You can do cooperative marketing with a title company, lender, or have them present at an open house
providing food & refreshments, but the rules are strict for compliance. As far as the marketing
relationships between service providers, there are gray areas, so be quite careful. The fines are stiff,
and some have lost their licenses due to these shared marketing activities:
COST SHARING:
A title company or a lender, as an example, can:
share ad space with you if you pay your pro-rata share of the cost;
provide handouts/promotional items if they have their logo and not yours;
co-op direct mail, email if you pay your share of the cost; and
attend your open house and provide food, refreshments, etc only if they promote their business
with their sign/logo or be present to answer questions about their services.
It is very important that you realize the Cost in above examples is not only the actual money spent by
parties, but it must include the Fair Market Value of products or services delivered by parties too.
For example, consider the following example:
A REALTOR® is planning to advertise her business, listings, etc with a lender in her area in a flyer. 3/4th
of the page will be taken by the REALTOR® and 1/4th by lender advertisement.
Lender or one of his family members is going to design the flyer.
If this member has a business doing this type of work, the Lender must use the actual fee of developing,
designing of such a flyer and add that to the total cost.
If this member does not have a business doing this type of work and he/she will do this as a favor, still
the Lender must use the Fair Market Value fee of developing/designing of such a flyer in their market and
add that to the total cost, though the lender had not paid any money from his pocket.
Let’s say, in this example, the Fair Market Value of designing such a flyer is $125.
Now, REALTOR® is going to use a company to blast emails to 1000 people in her area.

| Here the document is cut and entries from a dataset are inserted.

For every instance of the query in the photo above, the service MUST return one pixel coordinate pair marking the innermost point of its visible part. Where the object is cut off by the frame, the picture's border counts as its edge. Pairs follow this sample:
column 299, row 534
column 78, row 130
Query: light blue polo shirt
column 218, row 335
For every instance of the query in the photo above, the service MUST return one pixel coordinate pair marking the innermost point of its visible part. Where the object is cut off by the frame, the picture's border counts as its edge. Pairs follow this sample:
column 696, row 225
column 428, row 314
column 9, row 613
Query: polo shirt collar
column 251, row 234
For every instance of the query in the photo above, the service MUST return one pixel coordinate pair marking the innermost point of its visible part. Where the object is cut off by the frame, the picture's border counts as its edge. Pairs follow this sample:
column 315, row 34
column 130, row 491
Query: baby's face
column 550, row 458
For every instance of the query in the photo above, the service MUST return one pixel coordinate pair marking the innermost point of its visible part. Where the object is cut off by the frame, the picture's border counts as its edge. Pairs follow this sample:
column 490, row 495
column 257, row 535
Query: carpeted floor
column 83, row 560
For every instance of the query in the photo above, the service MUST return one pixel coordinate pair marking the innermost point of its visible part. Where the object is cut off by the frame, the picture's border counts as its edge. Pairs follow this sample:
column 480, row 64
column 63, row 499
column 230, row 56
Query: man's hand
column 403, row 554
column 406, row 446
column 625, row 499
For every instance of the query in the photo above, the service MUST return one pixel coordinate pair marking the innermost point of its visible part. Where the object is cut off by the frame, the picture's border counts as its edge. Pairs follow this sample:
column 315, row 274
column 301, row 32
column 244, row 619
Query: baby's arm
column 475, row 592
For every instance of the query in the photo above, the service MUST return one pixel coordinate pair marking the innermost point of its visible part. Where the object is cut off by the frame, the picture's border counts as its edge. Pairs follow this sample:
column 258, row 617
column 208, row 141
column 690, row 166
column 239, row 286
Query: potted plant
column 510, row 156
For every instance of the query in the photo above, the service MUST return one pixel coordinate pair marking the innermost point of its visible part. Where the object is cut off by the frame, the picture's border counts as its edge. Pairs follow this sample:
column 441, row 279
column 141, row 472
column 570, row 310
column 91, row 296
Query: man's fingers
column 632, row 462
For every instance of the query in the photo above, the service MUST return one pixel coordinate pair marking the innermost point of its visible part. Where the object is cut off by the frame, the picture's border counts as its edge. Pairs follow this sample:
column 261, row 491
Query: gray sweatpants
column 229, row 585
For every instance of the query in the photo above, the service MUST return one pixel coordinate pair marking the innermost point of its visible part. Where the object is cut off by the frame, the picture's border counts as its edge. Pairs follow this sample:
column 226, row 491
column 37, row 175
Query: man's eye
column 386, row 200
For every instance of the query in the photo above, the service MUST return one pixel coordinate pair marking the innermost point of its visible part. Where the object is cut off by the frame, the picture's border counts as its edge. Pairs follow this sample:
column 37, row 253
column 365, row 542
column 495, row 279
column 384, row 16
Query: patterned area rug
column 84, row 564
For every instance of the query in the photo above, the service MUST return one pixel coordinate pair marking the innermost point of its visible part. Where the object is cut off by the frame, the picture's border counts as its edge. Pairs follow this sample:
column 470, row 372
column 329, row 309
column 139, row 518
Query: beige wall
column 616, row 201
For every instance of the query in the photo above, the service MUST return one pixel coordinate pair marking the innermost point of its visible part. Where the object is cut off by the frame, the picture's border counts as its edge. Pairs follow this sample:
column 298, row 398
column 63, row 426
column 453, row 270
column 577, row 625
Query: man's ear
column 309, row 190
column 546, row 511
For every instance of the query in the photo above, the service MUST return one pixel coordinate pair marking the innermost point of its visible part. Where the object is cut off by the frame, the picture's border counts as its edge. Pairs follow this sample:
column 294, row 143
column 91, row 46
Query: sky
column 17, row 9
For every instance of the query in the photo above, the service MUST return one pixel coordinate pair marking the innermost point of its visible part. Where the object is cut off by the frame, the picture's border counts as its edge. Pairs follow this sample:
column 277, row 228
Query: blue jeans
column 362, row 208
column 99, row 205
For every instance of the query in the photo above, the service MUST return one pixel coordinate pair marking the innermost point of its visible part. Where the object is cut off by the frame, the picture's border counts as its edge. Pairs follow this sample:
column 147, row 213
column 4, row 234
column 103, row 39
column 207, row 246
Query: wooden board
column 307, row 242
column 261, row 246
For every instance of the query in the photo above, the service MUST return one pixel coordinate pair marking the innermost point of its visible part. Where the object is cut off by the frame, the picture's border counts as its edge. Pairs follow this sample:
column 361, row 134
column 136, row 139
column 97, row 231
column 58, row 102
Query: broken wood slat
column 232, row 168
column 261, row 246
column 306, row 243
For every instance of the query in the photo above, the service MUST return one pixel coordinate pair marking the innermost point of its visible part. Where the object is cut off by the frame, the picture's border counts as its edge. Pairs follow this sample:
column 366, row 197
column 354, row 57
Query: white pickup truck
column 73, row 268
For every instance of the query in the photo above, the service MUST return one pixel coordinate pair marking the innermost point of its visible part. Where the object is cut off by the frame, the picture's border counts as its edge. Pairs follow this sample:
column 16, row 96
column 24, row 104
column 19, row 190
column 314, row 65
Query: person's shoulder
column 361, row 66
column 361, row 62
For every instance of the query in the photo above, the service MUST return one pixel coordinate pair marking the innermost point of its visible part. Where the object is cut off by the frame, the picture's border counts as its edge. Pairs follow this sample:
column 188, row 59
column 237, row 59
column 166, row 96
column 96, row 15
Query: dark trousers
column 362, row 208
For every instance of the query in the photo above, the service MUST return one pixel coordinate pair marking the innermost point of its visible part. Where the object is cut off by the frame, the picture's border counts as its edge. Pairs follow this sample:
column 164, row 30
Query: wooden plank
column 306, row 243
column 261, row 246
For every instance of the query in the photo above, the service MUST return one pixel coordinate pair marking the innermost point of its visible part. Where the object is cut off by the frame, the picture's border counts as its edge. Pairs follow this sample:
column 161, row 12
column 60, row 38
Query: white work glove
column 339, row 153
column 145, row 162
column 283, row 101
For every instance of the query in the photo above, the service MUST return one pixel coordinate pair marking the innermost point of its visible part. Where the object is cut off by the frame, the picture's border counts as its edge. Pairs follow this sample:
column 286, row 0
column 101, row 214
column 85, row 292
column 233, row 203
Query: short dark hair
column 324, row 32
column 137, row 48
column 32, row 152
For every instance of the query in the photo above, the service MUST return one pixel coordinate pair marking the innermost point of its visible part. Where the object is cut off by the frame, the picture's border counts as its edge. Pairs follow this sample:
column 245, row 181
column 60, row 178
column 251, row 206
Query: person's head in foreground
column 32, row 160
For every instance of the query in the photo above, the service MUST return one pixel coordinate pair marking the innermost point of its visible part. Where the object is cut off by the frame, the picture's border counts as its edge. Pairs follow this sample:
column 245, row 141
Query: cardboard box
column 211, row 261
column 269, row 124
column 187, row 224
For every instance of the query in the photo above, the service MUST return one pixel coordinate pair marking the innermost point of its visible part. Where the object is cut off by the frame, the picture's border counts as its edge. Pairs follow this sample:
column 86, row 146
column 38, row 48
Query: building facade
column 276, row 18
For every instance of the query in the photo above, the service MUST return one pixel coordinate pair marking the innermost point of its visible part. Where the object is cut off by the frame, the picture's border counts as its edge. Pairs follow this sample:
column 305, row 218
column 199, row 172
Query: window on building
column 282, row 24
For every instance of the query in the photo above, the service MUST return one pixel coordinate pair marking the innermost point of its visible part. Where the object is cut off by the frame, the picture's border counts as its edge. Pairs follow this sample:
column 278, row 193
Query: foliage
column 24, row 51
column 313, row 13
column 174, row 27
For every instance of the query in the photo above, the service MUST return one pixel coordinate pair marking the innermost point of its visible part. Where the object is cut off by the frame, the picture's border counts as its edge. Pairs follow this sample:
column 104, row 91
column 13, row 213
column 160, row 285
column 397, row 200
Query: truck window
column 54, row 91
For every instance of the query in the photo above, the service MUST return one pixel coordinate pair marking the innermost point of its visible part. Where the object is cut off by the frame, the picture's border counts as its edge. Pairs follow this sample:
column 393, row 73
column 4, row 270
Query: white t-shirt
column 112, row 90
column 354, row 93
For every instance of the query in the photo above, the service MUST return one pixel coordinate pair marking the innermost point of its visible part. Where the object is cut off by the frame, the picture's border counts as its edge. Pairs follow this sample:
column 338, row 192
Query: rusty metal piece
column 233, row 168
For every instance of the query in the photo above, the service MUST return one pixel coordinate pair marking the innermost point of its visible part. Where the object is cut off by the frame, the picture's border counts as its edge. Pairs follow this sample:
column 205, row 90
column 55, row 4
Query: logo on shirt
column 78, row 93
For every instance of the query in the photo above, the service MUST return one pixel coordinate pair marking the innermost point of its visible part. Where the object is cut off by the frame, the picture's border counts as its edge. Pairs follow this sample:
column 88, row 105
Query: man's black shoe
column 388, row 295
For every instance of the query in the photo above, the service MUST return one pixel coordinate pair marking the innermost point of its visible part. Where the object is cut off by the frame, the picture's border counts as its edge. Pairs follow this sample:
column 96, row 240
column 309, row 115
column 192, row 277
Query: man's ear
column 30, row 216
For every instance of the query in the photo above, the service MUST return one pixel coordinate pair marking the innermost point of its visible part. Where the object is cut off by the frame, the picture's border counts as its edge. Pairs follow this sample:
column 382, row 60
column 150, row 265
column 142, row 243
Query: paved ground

Let’s assume this
cost $75 that REALTOR® pays from her pocket.
Therefore, the total cost of this advertisement would be: $75 (email blast) + $125 (FMV of flyer) = $200
REALTOR® pro-rata share of the cost = 3/4 * $200 = $150
Lender pro-rata share of the cost = 1/4 * $200 = $50
REALTOR® pro-rata share of the cost = $150 -$75 (already paid) =$75 remaining to pay to the Lender.
In this example, the REALTOR® must pay additional $75 to the Lender to meet the RESPA requirements, otherwise would be in violation of RESPA.
FOLLOWING ADVERTISEMENT REQUIREMENTS:
Both REALTORS® and Lenders have many requirements that must follow in their advertisements,
otherwise they are in violation of laws.
For example, REALTORS® clearly identify the licensee, including the name of your broker (in a clear and
conspicuous manner), and avoiding deceptive or misleading advertising.
Lenders have their own set of rules and restrictions, such as if the mention interest rate, they must
disclose the APR.
Now the question is what happens if one party’s advertisement, e.g., Lender, does not meet the
requirements, who will be at fault and will be fined? The REALTOR® who has sent out the emails / flyers
OR the Lender who provided the incorrect advertisement?
These are just a few of the marketing areas that have been a problem for real estate brokers and RESPA.
It can get complicated, so you should run any decisions about marketing or referral of business by a
RESPA experienced attorney if you have any doubt. The examples here are only to give you a broad
overview of activities and their regulation by RESPA.